Test of various clock implementations

There are a couple ways to measure the real (wall) time that some part of the code has used. I know the standard clock() from time.h and all the chrono from C++11. Then MPI and OpenMP have their own routines as well.

In order to test, I wrote a simple test program which just calls the function in question a bunch of times. There are a couple blocks like this:

start = omp_get_wtime();
for (long run = 0; run != runs; ++run) {
    MPI_Wtime();
}
stop = omp_get_wtime();
pretty_print(start, stop, "omp_get_wtime", runs);

For consistency I have measured all the methods with the OpenMP method. Download the whole program and compile it with :

/usr/lib64/mpich/bin/mpicc clock_test.c -fopenmp -O3

and then let it run with:

/usr/lib64/mpich/bin/mpirun ./a.out

Depending on your system (mine is Fedora 24), the paths might differ.
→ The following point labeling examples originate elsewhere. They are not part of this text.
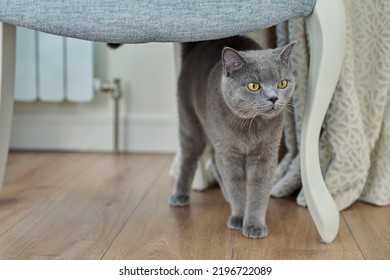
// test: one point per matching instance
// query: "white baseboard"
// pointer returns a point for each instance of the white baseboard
(94, 132)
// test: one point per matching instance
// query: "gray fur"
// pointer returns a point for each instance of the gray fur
(243, 128)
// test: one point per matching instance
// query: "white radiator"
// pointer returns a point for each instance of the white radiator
(52, 68)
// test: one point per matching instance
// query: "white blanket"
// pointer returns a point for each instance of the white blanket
(355, 140)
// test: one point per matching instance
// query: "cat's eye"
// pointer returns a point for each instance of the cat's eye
(252, 86)
(282, 84)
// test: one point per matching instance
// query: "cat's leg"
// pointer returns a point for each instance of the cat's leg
(192, 146)
(230, 169)
(260, 171)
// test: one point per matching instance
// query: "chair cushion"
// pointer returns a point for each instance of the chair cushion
(139, 21)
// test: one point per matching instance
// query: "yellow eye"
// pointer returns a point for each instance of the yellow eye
(282, 84)
(253, 86)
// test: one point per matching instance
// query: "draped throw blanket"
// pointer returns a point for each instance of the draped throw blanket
(355, 139)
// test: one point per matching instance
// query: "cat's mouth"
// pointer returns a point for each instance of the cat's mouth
(269, 109)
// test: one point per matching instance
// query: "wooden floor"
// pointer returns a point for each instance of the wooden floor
(102, 206)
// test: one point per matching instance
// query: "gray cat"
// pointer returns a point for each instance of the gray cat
(231, 96)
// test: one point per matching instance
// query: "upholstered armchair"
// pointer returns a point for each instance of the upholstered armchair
(136, 21)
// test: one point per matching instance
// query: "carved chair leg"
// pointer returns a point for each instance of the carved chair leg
(7, 73)
(326, 28)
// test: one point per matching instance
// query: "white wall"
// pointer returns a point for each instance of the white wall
(148, 108)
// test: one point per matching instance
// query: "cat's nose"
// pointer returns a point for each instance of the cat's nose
(273, 99)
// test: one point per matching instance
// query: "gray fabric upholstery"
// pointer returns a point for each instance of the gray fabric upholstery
(139, 21)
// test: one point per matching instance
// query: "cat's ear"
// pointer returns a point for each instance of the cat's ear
(231, 60)
(286, 51)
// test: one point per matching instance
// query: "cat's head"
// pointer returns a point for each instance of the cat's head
(257, 82)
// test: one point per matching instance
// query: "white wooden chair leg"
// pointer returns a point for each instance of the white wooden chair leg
(326, 28)
(7, 74)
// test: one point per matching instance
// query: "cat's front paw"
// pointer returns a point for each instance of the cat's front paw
(253, 231)
(235, 222)
(179, 200)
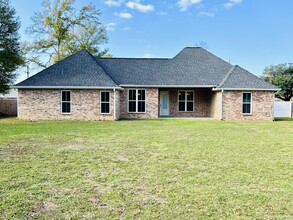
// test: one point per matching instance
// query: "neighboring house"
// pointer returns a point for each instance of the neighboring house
(195, 83)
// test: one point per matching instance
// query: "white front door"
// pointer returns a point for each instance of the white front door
(164, 103)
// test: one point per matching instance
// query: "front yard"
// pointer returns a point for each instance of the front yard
(166, 169)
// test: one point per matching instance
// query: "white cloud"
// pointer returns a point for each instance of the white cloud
(148, 55)
(205, 13)
(123, 15)
(125, 29)
(185, 4)
(232, 3)
(111, 26)
(162, 13)
(113, 3)
(140, 7)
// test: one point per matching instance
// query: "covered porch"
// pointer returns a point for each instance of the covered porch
(199, 103)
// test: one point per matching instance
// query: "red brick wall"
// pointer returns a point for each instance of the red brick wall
(262, 105)
(46, 105)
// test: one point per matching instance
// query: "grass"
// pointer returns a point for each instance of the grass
(169, 169)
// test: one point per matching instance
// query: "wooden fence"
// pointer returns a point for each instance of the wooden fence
(8, 106)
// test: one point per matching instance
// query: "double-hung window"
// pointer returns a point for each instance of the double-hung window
(185, 101)
(136, 101)
(246, 103)
(65, 102)
(105, 102)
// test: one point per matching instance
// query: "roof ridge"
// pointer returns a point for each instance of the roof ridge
(228, 75)
(96, 62)
(133, 58)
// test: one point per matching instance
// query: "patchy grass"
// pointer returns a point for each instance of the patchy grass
(168, 169)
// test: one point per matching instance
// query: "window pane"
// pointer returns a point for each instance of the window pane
(247, 97)
(141, 106)
(181, 95)
(141, 94)
(66, 96)
(190, 95)
(132, 106)
(132, 94)
(246, 108)
(105, 96)
(105, 108)
(190, 106)
(66, 107)
(181, 106)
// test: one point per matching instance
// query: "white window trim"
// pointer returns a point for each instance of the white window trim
(105, 102)
(186, 101)
(66, 113)
(136, 101)
(246, 103)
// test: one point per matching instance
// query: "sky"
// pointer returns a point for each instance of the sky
(251, 33)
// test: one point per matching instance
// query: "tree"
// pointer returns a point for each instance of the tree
(282, 76)
(60, 30)
(10, 54)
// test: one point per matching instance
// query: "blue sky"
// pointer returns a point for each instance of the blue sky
(251, 33)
Perhaps mpicc and mpirun are in your path already.

The output on my machine is the following:

Method Seconds per run
MPI_Wtime 3.2167e-08
omp_get_wtime 3.0686e-08
clock 1.4718e-07
none 6.2002e-15

It does not make a difference whether it is compiled with -O3 or without optimizations. The loop is not removed and the functions are not called any faster. One can see that calling those functions has an overhead compared to the empty loop. The overhead of the loop is negligible compare to the time function.

The MPI and OpenMP functions are faster than the built-in clock() function by a factor of 5. One should measure again on the target architecture, but it will probably stay that way.